Celebrating the Pii Taa Kon Festival in Loei


“It’s the most purely Thai thing I’ve ever been to,” said Pattaya City Expats Club member Ren Lexander, speaking of the trip that the PCEC recently facilitated to Loei Province in Northeast Thailand. Ren said there were thousands of Thai people at the Pii Taa Kon Festival, but only about 15 foreigners – and 12 of them were on the tour with Ren. Ren and fellow PCEC member Pasit Foobunma were the guest speakers at the August 2 PCEC meeting. Ren showed slides and videos, while Pasit gave Thai cultural aspects of the colorful festival.

Tourism Authority of Thailand describes the festival this way: The whole event is called Bun Luang, and the great highlight of this unique festival is a long, colorful parade of young men who dance and strike poses while wearing huge masks made from carved coconut-tree trunks, topped with wicker work and sticky-rice steamers. These represent ghosts and as they parade they carry a sacred Buddha image. It is thought that the festival originated as a form of spirit worship with music and dancing to appease the spirits who protect the local villages and ensure plenty of rain for the upcoming harvest season. – Source: http://www.tatnews.org/ai1ec_ event/phi-ta-khon-and-bun-luang-festival-2015/#sthash.TYQ4ccPJ.dpuf

Ren Lexander describes to his PCEC audience the Pii Taa Kon as a very Thai Festival involving a procession of many villages in the area wearing “ghost masks” or dressed in garb typical of their village.

Although the festival is commonly referred to as the Festival of Ghost Masks, Ren said he learned that the literal translation of “Pii Taa Kon” is “ghosts following people.” Pasit said the festival celebrates the return of Prince Vessandorn (the last incarnation before he incarnated as Siddhartha Gautama and became The Buddha) after a long banishment from his father’s kingdom because he gave away a royal white elephant. When the Prince finally arrived his subjects were so happy they ran forth to welcome him joyously. The welcome became a celebration and the celebration became so noisy that it awakened the dead … so the dead came to join the party.

According to Ren, the colorful, noisy procession is very village oriented – each village has a group of people who wear costumes and the huge masks and perform various dances and other antics to traditional Thai music. “There’s a new sound coming down the street every few minutes,” he said.

In addition to the human performers, another popular sight in the procession is water buffalos, which in days before mechanization served as tractors in the rice fields. Pasit said the buffalo is a symbol of how rich and green the village is, and is also believed to bring good luck.

Pasit Foobunma shows the typical style houses of the Tai Dam hill tribe they visited during their tour while commenting on some of the tribe’s culture.

The procession ends up at the Wat (Buddhist temple) where prizes are given for the best village entries among much merriment. Ren showed a photo of a large hole in the floor of the Wat, designed so that the Naga (a giant mythical serpent believed to live in the Laotian stretch of the Mekong River) can enter. Pasit explained that the Thai people believe the Naga brings wealth and rain to the fertile land.
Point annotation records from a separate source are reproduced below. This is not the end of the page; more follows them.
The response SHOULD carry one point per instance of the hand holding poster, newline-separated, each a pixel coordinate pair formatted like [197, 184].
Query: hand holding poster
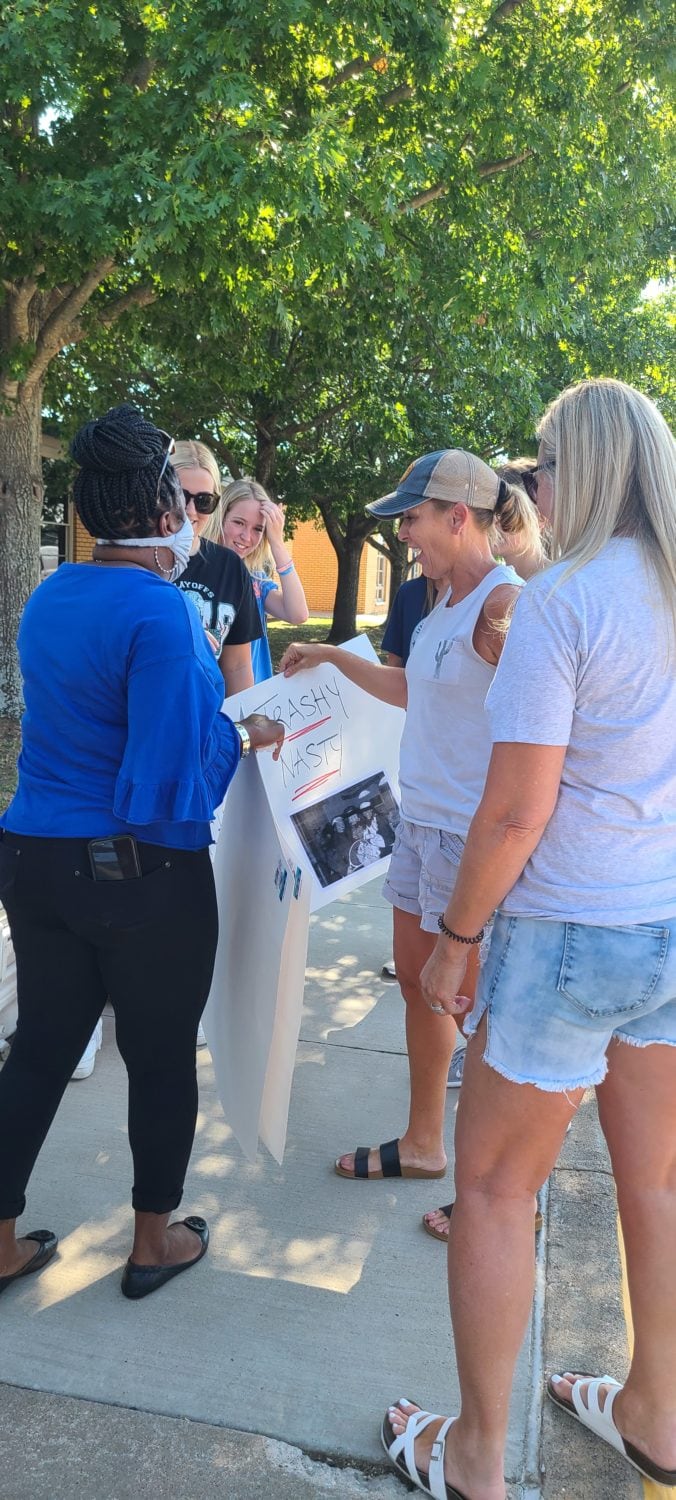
[333, 792]
[294, 834]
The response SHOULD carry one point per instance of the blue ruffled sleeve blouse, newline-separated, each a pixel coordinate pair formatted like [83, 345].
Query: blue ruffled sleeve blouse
[123, 731]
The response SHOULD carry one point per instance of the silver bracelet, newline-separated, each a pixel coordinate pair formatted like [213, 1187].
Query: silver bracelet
[456, 936]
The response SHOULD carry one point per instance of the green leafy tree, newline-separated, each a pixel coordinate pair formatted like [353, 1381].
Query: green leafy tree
[475, 162]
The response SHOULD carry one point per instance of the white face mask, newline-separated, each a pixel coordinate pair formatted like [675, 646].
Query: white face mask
[177, 542]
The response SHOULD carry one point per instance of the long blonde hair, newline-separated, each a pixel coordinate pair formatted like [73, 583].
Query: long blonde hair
[261, 558]
[613, 461]
[197, 455]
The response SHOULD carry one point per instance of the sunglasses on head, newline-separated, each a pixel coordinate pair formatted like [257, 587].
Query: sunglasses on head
[204, 503]
[529, 479]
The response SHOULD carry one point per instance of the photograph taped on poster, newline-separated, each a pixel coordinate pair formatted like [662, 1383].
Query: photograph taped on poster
[338, 738]
[349, 830]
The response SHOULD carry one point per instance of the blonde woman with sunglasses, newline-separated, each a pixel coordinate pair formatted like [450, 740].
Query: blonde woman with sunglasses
[215, 581]
[251, 525]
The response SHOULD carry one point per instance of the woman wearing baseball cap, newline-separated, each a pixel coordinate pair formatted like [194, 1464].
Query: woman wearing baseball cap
[450, 506]
[574, 845]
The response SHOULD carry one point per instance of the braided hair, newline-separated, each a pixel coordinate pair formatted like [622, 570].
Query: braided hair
[120, 458]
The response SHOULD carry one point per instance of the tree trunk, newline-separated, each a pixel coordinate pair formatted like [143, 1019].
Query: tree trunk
[343, 624]
[20, 533]
[266, 462]
[397, 573]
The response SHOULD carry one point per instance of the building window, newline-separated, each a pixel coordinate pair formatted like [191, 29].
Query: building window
[381, 579]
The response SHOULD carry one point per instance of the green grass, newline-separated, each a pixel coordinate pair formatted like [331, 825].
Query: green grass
[317, 629]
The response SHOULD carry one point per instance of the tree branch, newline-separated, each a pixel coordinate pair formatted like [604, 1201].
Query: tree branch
[505, 165]
[296, 428]
[396, 96]
[224, 452]
[335, 534]
[57, 329]
[502, 12]
[137, 297]
[351, 71]
[483, 168]
[424, 197]
[141, 74]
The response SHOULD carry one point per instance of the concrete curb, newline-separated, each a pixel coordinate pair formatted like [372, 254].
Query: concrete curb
[57, 1448]
[583, 1319]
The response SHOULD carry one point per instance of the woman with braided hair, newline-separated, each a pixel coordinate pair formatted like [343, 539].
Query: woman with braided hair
[104, 852]
[450, 506]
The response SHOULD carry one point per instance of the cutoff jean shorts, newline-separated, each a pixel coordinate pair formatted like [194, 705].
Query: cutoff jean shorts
[423, 870]
[558, 993]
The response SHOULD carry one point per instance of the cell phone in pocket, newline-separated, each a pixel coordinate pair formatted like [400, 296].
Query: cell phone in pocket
[114, 858]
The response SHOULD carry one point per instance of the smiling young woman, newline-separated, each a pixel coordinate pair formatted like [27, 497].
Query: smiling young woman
[252, 525]
[215, 579]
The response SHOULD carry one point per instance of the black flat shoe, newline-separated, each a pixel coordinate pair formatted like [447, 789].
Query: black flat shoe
[140, 1281]
[47, 1247]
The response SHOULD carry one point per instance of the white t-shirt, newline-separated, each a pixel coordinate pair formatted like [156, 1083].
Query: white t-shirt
[589, 668]
[445, 743]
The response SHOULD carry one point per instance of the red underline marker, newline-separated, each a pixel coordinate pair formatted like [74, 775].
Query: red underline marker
[311, 785]
[306, 731]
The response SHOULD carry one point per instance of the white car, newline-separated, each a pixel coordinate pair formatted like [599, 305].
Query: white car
[48, 560]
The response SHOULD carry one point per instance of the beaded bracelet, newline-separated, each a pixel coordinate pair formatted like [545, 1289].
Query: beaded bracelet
[456, 936]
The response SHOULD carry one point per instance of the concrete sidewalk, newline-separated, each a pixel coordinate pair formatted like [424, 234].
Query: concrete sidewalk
[267, 1371]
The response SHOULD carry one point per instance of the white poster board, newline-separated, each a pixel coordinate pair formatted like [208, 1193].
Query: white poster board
[293, 834]
[254, 1010]
[335, 789]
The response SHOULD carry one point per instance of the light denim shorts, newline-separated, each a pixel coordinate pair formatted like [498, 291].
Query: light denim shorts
[556, 993]
[423, 870]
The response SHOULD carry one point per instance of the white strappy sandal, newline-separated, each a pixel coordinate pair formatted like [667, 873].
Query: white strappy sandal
[400, 1451]
[600, 1421]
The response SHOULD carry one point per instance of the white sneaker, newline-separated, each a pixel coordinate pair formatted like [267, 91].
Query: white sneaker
[86, 1064]
[457, 1067]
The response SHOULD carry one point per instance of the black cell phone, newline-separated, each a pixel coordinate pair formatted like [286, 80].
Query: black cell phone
[114, 858]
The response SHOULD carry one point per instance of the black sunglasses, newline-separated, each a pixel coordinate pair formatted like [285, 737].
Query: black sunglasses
[204, 503]
[529, 479]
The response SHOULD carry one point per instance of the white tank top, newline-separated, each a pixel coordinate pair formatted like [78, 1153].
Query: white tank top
[445, 743]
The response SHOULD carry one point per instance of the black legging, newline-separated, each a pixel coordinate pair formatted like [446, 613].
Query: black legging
[149, 947]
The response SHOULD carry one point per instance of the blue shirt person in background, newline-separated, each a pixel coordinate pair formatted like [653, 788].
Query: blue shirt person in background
[104, 851]
[411, 605]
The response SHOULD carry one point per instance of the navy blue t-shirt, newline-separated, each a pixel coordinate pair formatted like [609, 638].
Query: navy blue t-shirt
[409, 608]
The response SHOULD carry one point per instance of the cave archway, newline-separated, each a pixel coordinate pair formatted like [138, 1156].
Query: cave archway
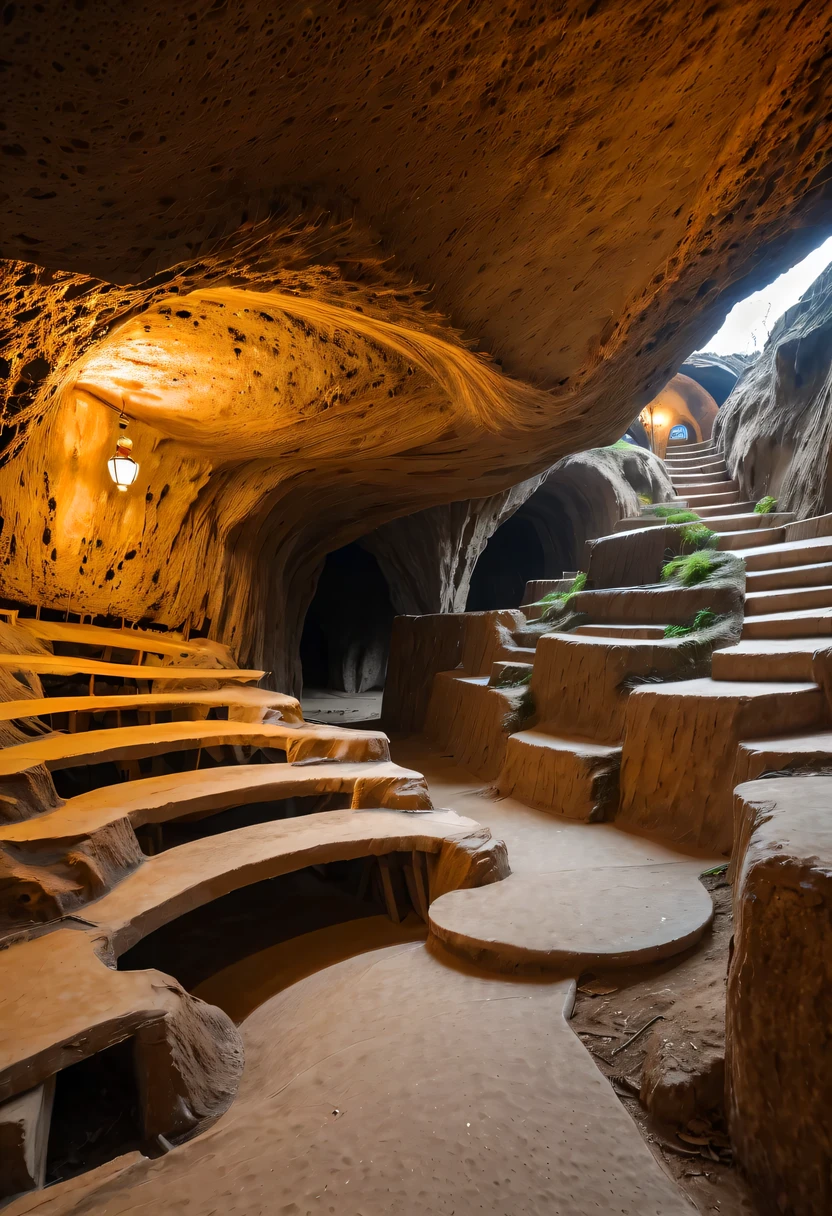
[347, 631]
[512, 557]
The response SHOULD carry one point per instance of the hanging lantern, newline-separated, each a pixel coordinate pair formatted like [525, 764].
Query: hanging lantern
[122, 466]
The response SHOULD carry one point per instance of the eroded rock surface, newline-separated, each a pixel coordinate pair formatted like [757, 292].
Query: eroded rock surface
[239, 268]
[775, 427]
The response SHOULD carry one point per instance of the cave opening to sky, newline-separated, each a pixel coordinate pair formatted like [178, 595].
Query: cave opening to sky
[749, 322]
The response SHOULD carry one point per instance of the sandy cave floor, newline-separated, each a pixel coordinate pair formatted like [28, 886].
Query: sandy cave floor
[383, 1075]
[341, 708]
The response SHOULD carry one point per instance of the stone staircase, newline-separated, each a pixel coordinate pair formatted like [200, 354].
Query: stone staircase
[760, 707]
[618, 728]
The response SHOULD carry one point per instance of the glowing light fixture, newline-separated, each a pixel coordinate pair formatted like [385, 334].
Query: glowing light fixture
[122, 466]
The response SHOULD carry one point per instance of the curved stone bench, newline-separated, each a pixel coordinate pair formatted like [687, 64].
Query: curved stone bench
[122, 743]
[779, 1063]
[574, 919]
[173, 883]
[58, 861]
[141, 640]
[61, 1003]
[66, 665]
[245, 704]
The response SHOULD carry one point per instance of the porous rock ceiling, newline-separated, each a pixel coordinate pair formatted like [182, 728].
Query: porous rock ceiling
[364, 192]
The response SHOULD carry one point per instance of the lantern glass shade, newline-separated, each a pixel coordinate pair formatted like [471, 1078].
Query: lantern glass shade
[123, 471]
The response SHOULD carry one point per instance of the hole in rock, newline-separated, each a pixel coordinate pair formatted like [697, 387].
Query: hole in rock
[346, 639]
[96, 1114]
[212, 938]
[157, 838]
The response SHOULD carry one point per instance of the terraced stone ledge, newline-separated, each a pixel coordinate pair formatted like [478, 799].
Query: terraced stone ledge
[779, 1042]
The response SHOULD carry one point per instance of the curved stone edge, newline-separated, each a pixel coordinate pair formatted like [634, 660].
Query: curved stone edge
[779, 1045]
[63, 1003]
[55, 863]
[515, 957]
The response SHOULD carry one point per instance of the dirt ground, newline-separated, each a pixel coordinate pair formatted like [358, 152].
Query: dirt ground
[682, 1050]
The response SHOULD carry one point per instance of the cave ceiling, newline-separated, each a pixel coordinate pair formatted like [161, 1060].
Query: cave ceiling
[341, 262]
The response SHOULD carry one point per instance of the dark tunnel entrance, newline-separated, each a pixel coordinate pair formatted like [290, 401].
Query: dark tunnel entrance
[347, 631]
[512, 557]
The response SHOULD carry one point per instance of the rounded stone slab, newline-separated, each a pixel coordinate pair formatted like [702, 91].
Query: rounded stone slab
[573, 919]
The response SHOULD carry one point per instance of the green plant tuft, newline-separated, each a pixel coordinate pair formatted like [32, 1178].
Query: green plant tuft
[691, 568]
[696, 536]
[557, 601]
[578, 584]
[664, 511]
[703, 619]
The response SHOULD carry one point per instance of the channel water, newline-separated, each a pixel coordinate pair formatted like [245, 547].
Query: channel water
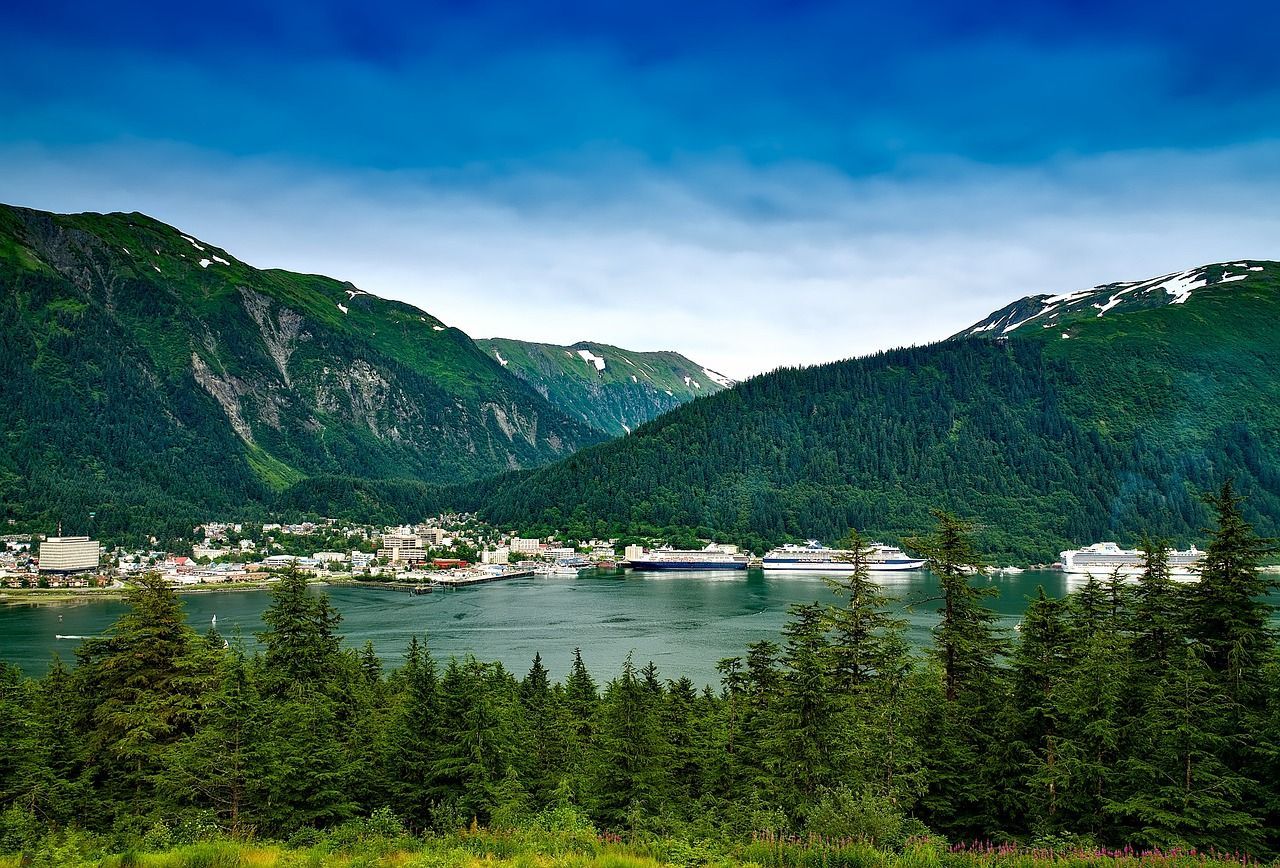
[685, 622]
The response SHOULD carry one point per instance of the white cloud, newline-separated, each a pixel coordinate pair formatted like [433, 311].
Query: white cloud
[739, 266]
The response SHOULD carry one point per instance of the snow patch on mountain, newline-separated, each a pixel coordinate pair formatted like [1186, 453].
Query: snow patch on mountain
[718, 379]
[592, 359]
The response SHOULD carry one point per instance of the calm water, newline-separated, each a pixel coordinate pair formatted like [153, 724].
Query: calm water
[681, 621]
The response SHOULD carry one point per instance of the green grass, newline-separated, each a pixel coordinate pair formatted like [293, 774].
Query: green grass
[525, 849]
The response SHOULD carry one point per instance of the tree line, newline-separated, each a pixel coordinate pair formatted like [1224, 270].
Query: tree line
[1132, 712]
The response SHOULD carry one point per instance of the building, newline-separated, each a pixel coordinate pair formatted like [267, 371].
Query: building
[521, 546]
[499, 554]
[402, 547]
[69, 554]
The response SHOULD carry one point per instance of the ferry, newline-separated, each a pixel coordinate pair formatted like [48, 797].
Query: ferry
[814, 557]
[565, 567]
[713, 557]
[1106, 558]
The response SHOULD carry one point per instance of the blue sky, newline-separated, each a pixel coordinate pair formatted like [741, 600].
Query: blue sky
[752, 183]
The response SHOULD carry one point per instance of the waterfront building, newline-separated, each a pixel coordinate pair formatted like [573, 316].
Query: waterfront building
[402, 546]
[69, 554]
[501, 554]
[522, 546]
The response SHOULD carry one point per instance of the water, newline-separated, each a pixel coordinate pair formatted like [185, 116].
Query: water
[681, 621]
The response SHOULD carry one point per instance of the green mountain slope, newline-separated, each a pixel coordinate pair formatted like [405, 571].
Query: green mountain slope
[149, 374]
[1047, 442]
[612, 389]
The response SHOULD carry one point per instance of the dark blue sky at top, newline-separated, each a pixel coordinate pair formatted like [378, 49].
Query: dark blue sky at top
[864, 87]
[888, 172]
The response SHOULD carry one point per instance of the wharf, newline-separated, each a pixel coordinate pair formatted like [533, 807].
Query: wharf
[460, 581]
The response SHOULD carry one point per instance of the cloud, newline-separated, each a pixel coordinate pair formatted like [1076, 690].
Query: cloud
[740, 266]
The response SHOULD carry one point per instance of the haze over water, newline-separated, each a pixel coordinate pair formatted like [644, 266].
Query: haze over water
[685, 622]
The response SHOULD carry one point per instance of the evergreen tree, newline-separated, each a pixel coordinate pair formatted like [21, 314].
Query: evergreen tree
[144, 684]
[1232, 610]
[863, 633]
[630, 773]
[214, 767]
[301, 638]
[416, 732]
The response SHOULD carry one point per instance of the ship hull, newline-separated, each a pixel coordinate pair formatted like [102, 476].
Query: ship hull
[840, 566]
[1102, 570]
[686, 565]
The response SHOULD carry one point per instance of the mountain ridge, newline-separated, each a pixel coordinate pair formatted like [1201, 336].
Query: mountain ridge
[193, 366]
[1047, 443]
[579, 379]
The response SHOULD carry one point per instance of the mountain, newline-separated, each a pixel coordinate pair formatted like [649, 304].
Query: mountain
[611, 389]
[147, 373]
[1045, 442]
[1061, 311]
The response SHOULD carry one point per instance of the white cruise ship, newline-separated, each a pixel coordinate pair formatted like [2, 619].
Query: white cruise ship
[1105, 558]
[713, 557]
[816, 557]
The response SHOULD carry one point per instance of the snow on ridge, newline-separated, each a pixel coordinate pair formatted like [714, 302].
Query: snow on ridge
[592, 359]
[1068, 297]
[720, 379]
[1180, 286]
[1111, 302]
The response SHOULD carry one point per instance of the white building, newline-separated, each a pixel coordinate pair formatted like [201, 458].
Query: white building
[521, 546]
[402, 547]
[501, 554]
[69, 554]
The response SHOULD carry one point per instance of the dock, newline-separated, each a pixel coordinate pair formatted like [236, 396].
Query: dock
[479, 579]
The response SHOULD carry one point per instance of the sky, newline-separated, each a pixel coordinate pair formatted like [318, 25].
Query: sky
[750, 183]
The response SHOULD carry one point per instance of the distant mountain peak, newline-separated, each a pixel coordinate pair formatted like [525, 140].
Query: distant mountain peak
[611, 388]
[1047, 311]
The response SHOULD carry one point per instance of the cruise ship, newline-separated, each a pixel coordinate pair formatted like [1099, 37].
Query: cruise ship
[713, 557]
[1105, 558]
[816, 557]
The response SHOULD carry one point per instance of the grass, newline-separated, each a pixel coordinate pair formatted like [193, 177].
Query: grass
[542, 850]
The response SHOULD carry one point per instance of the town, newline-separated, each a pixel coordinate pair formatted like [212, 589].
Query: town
[446, 551]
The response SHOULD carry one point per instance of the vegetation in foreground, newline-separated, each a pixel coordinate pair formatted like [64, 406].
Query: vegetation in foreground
[380, 841]
[1129, 715]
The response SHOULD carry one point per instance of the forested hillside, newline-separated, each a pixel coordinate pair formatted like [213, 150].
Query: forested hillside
[1048, 438]
[1127, 715]
[152, 379]
[609, 388]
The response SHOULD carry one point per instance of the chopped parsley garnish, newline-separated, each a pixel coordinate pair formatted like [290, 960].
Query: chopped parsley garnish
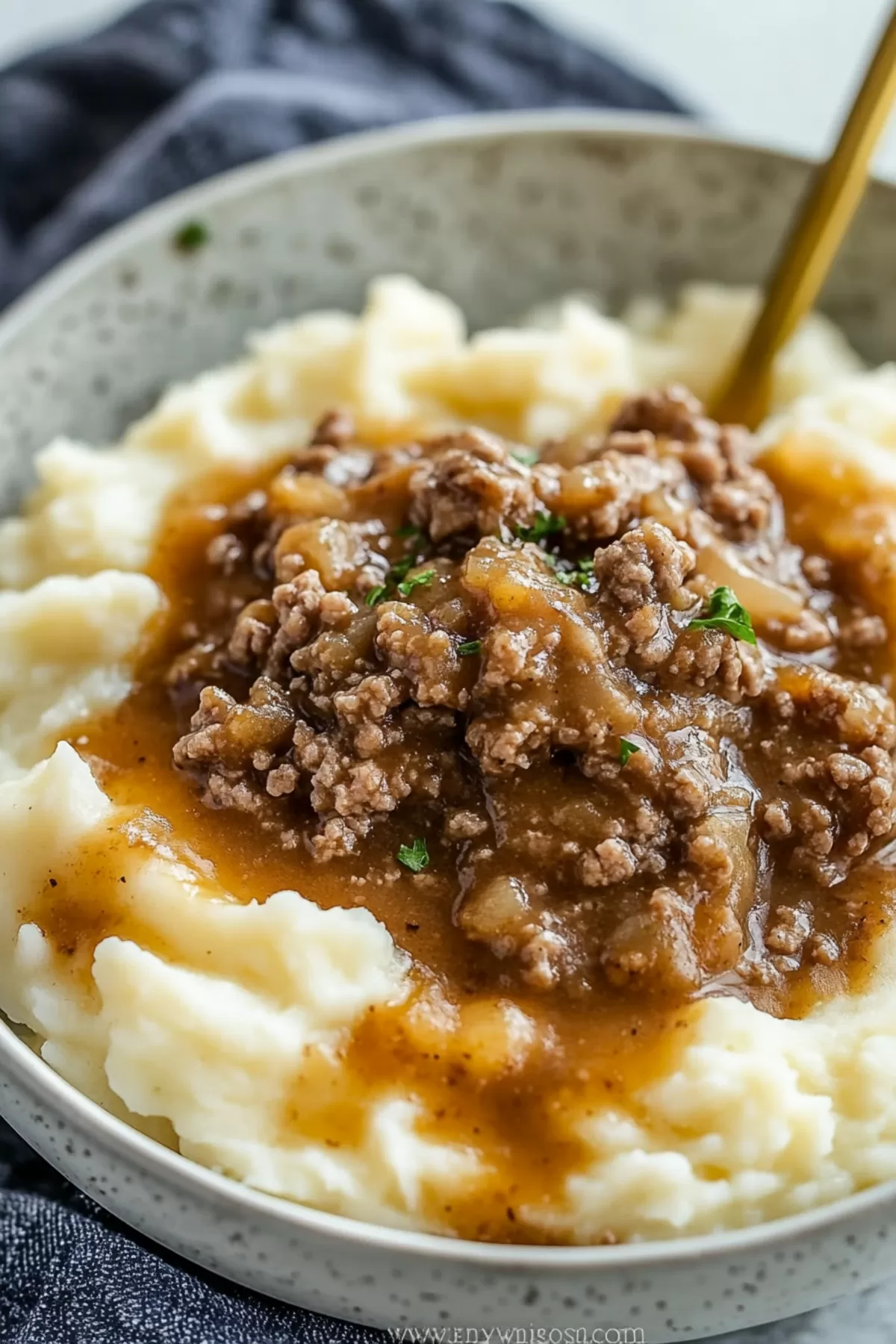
[528, 456]
[626, 752]
[415, 856]
[415, 581]
[544, 526]
[191, 237]
[576, 576]
[726, 613]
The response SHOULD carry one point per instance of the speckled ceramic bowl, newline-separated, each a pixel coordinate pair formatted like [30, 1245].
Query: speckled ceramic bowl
[500, 213]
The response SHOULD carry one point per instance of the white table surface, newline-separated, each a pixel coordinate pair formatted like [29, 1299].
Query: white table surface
[778, 72]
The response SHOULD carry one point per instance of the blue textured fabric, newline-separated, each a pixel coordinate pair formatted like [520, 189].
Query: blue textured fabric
[92, 132]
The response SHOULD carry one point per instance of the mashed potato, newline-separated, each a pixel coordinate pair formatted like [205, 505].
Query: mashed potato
[208, 1026]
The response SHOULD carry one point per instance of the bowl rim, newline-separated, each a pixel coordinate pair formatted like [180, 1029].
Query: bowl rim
[131, 1144]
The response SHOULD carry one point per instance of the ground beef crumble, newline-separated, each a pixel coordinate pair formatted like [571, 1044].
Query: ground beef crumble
[497, 655]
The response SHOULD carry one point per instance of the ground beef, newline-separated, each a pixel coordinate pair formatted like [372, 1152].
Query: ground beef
[449, 640]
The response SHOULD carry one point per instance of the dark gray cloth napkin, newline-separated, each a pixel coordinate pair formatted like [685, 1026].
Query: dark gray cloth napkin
[92, 132]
After passively watching the procession from the side of the road for some time, Ren and some others in the tour group noticed that many Thai onlookers were jumping into the procession to take close-up photos with the costumed marchers. “So we decided to join them,” he said. The result was a series of interesting views of the festivities.

Ren Lexander showed this photograph of some of the participants in the Pii Taa Kon Festival procession wearing their very colorful masks.

In addition to the Pii Taa Kon Festival, the group also visited other parts of Loei Province during their three-day trip. Ren and Pasit noted how green and clean everything is; they didn’t even see any garbage on the side of the road. One of their visits was to a village of the Tai Dam tribe. The word “dam” means “black” in Thai, and the tribe is so named because they wear primarily black clothes. The men wear black shirts with ornate silver buttons to show how wealthy they are; the more buttons, the richer they are. The tribe members did a Tai Dam dance for the group, and showed how the women wrap their hair: depending on the placement of the knot on her head, it indicates if she is married or not. The Tai Dam live in small bamboo houses on stilts with thatched roofs. Symbols protruding from the rooftops designate the status of the occupants. A large water wheel is used to move water from one rice paddy to another.

This photograph taken by Ren Lexander shows two young ladies wearing their native dress from one of the village groups participating in the Pii Taa Kon Festival.

After the presentation MC Roy Albiston brought everyone up to date on upcoming events and called on Judith Edmonds to conduct the Open Forum, where questions are asked and answered about Expat living in Thailand, especially Pattaya.